Presiden sementara Tunis dilantik

Aksi penjarahan terus berlangsung di sejumlah kawasan di ibukota Tunis meski pemerintahan baru menjanjikan pemulihan keamanan.
Keterangan gambar, Aksi penjarahan terus berlangsung di sejumlah kawasan di ibukota Tunis meski pemerintahan baru menjanjikan pemulihan keamanan.

Pelantikan Presiden sementara Tunisia berlangsung di tengah aksi penjarahan yang terus berlanjut, sehari setelah Presiden Ben Ali turun dari kursi kekuasaan.

Ketua parlemen Tunisia Foued Mebazaa yang mengambil alih jabatan presiden, meminta Perdana Menteri Mohammed Ghannouchi untuk membentuk pemerintahan persatuan.

Dalam pidato televisinya, Mebazaa mengatakan semua partai politik termasuk oposisi akan diajak berkonsultasi.

Namun aksi pembakaran masih terlihat ibukota Tunis dan terdengar sesekali bunyi tembakan menyambut kepergian Presiden Ben Ali ke Arab Saudii

Jam malam masih diterapkan dan tentara terlihat berjaga-jaga di sejumlah jalan protokol dan gedung-gedung penting.

Penjarahan berlanjut

Perdana menteri Mohammed Ghannouchi mengatakan prioritas utamanya adalah memulihkan ketertiban umum.

Tank-tank terlihat di berbagai jalan protokol Kota Tunis
Keterangan gambar, Tank-tank terlihat di berbagai jalan protokol Kota Tunis

Sementara itu penjarahan masih berlangsung, dan dua orang dilaporkan tewas akibat ditembak tentara di dekat komplek perkantoran pemerintah.
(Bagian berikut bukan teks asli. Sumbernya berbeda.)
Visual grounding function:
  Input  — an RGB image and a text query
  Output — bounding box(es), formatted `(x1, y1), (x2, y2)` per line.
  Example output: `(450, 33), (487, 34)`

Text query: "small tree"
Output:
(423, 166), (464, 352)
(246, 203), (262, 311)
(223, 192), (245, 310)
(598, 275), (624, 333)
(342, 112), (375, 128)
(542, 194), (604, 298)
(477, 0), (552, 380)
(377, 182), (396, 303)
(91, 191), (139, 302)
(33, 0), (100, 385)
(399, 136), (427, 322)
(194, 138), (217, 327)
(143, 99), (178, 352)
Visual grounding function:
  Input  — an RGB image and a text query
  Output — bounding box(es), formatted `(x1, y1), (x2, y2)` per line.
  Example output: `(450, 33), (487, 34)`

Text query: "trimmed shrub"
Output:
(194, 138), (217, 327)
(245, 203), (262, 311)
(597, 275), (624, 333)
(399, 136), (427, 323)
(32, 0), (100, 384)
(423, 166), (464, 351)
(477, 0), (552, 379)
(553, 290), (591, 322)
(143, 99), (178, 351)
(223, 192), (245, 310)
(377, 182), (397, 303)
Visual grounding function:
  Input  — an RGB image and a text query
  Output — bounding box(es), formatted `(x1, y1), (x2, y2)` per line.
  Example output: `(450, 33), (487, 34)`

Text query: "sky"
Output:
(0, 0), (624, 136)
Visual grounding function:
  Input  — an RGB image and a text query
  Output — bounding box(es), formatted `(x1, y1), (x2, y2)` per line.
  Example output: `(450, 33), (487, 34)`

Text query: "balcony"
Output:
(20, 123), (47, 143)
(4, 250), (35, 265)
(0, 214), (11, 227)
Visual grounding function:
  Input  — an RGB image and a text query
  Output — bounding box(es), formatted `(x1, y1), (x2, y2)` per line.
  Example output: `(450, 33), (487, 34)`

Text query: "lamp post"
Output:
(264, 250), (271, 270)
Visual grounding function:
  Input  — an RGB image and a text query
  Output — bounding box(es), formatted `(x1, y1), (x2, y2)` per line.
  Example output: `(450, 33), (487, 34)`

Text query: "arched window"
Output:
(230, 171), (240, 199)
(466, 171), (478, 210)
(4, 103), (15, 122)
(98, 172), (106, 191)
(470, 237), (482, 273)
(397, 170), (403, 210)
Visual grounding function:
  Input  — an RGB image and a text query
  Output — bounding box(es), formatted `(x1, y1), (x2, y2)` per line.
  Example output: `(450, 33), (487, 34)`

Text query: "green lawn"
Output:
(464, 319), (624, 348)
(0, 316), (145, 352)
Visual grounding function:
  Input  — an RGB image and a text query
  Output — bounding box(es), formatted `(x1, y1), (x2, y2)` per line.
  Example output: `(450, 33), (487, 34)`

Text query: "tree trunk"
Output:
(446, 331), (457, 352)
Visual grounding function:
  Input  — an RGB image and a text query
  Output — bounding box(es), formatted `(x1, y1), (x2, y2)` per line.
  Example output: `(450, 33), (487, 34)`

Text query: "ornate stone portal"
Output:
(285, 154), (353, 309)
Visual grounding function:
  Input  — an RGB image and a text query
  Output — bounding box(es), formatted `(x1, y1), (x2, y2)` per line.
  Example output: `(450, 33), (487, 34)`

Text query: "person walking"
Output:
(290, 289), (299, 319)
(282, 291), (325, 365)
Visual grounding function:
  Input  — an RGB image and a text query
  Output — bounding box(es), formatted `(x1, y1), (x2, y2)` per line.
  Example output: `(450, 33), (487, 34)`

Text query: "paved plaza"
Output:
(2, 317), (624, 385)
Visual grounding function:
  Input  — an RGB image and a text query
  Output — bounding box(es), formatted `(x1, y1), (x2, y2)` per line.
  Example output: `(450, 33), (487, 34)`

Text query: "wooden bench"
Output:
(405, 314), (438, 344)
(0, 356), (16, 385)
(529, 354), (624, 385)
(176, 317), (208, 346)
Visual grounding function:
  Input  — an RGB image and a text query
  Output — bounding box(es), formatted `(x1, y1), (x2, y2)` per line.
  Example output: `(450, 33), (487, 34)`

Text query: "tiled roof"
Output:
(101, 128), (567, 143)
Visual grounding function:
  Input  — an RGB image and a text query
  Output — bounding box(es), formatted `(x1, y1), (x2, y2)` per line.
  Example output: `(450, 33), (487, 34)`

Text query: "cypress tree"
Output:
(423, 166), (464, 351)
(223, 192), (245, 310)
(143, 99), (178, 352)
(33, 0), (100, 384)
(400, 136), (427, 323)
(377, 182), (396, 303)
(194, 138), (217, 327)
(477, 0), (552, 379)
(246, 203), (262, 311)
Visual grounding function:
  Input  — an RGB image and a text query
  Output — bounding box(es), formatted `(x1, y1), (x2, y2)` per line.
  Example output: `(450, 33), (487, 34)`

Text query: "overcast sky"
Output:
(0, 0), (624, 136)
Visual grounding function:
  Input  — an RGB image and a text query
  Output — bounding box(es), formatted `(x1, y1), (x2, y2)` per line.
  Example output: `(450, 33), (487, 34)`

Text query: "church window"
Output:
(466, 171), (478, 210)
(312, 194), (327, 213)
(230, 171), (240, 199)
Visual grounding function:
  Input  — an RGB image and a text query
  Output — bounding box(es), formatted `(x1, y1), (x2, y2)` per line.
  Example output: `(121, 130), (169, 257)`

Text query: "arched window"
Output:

Pusat perbelanjaan milik Prancis menjadi sasaran dan sejumlah stasiun kereta api dibakar.

Bunyi tembakan terdengar sepanjang hari, dan sejumlah pihak menuduh pendukung Ben Ali berada di balik aksi kerusuhan yang berlanjut itu.

Wartawan BBC Adam Mynott melaporkan, saat ini perampokan dan penjarahan terjadi di mana-mana yang menyebabkan pihak militer langsung turun tangan.

Meski kerusuhan masih berlanjut, Bandar udara internasional Carthage yang sempat ditutup, Sabtu (16/1) waktu setempat kembali dibuka.

Ratusan turis dan warga asing terlihat membanjiri bandara ini untuk meninggalkan negeri itu.

Presiden Zine el-Abidine Ben Ali yang sudah berkuasa selama 23 tahun, Jumat (14/1) meletakkan jabatan setelah terjadi demonstrasi besar di Tunis.

Pada Jumat malam PM Ghannouchi menjadi presiden sementara, namun keesokan harinya Mahkamah Konstitusi menyatakan ketua parlemen Foued Mebazaa yang seharusnya menjadi presiden sementara.

Tunisia merdeka dari Prancis tahun 1956 dan selama ini baru mempunyai dua presiden yaitu Habib Bourguiba dan Zine el-Abidine Ben Ali.